CFT dual of the AdS Dirichlet problem: Fluid/Gravity on cut-off surfaces

TL;DR

This paper explores the gravitational Dirichlet problem in AdS spacetimes, revealing how boundary and hypersurface fluids emerge and behave, including non-relativistic limits, within the fluid/gravity correspondence framework.

Contribution

It introduces a novel boundary and hypersurface fluid interpretation of the Dirichlet problem in AdS, including non-conformal and non-relativistic regimes, linking to flat spacetime duals.

Findings

Boundary fluid propagates on a dynamical background metric.

Hypersurface fluid is non-conformal but shares shear viscosity with boundary fluid.

Non-relativistic behavior emerges below a critical cut-off radius.

Abstract

We study the gravitational Dirichlet problem in AdS spacetimes with a view to understanding the boundary CFT interpretation. We define the problem as bulk Einstein's equations with Dirichlet boundary conditions on fixed timelike cut-off hypersurface. Using the fluid/gravity correspondence, we argue that one can determine non-linear solutions to this problem in the long wavelength regime. On the boundary we find a conformal fluid with Dirichlet constitutive relations, viz., the fluid propagates on a `dynamical' background metric which depends on the local fluid velocities and temperature. This boundary fluid can be re-expressed as an emergent hypersurface fluid which is non-conformal but has the same value of the shear viscosity as the boundary fluid. The hypersurface dynamics arises as a collective effect, wherein effects of the background are transmuted into the fluid degrees of freedom.

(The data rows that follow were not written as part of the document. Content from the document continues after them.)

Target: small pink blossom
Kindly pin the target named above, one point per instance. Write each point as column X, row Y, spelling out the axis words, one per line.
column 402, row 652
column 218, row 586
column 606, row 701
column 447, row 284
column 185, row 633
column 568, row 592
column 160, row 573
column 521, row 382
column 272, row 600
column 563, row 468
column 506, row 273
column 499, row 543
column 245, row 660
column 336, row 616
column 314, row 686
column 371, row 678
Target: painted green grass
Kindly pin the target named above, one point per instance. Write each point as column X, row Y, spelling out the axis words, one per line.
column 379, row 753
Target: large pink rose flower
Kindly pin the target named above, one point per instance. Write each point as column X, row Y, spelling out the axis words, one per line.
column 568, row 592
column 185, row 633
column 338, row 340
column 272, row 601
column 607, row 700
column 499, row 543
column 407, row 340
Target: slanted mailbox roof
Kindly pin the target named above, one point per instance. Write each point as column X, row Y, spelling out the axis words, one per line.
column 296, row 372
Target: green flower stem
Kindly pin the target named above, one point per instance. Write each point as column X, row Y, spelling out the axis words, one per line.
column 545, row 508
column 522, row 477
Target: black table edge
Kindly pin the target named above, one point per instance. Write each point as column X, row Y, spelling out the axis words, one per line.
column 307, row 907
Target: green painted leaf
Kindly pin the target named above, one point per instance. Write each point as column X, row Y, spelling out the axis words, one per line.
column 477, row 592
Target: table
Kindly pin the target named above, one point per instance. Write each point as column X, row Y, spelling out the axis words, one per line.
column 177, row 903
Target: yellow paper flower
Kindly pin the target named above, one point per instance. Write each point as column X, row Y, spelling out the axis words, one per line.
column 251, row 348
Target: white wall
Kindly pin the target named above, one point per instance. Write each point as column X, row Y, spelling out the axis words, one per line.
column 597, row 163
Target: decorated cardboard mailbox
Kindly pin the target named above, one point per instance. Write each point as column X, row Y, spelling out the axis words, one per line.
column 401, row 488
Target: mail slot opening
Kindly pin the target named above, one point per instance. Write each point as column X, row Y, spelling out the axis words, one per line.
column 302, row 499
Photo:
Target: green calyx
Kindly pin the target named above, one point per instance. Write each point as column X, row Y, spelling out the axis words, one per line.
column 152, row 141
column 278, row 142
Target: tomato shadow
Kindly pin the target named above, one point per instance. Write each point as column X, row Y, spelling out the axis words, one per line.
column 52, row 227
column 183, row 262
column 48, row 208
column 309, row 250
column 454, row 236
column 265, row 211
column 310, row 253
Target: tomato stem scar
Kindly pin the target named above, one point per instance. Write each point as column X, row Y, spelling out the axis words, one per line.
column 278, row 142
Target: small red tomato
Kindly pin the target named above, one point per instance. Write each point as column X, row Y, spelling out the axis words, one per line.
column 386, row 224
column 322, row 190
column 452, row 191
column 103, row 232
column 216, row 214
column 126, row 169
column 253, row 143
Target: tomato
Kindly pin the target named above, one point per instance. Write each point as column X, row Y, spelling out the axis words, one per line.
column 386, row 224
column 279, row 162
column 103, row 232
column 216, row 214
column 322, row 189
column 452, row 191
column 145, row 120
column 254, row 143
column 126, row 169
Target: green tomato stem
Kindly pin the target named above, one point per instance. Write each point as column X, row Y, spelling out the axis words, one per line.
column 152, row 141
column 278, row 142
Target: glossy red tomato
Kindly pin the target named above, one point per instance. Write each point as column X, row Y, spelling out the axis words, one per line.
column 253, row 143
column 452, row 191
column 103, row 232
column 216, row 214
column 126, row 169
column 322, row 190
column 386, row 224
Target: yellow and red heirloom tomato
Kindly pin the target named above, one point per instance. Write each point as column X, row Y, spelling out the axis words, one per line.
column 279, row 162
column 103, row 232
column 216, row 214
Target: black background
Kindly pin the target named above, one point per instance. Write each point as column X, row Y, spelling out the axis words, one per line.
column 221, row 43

Furthermore, we demonstrate that this collective fluid is forced to be non-relativistic below a critical cut-off radius in AdS to avoid acausal sound propagation with respect to the hypersurface metric. We further go on to show how one can use this set-up to embed the recent constructions of flat spacetime duals to non-relativistic fluid dynamics into the AdS/CFT correspondence, arguing that a version of the membrane paradigm arises naturally when the boundary fluid lives on a background Galilean manifold.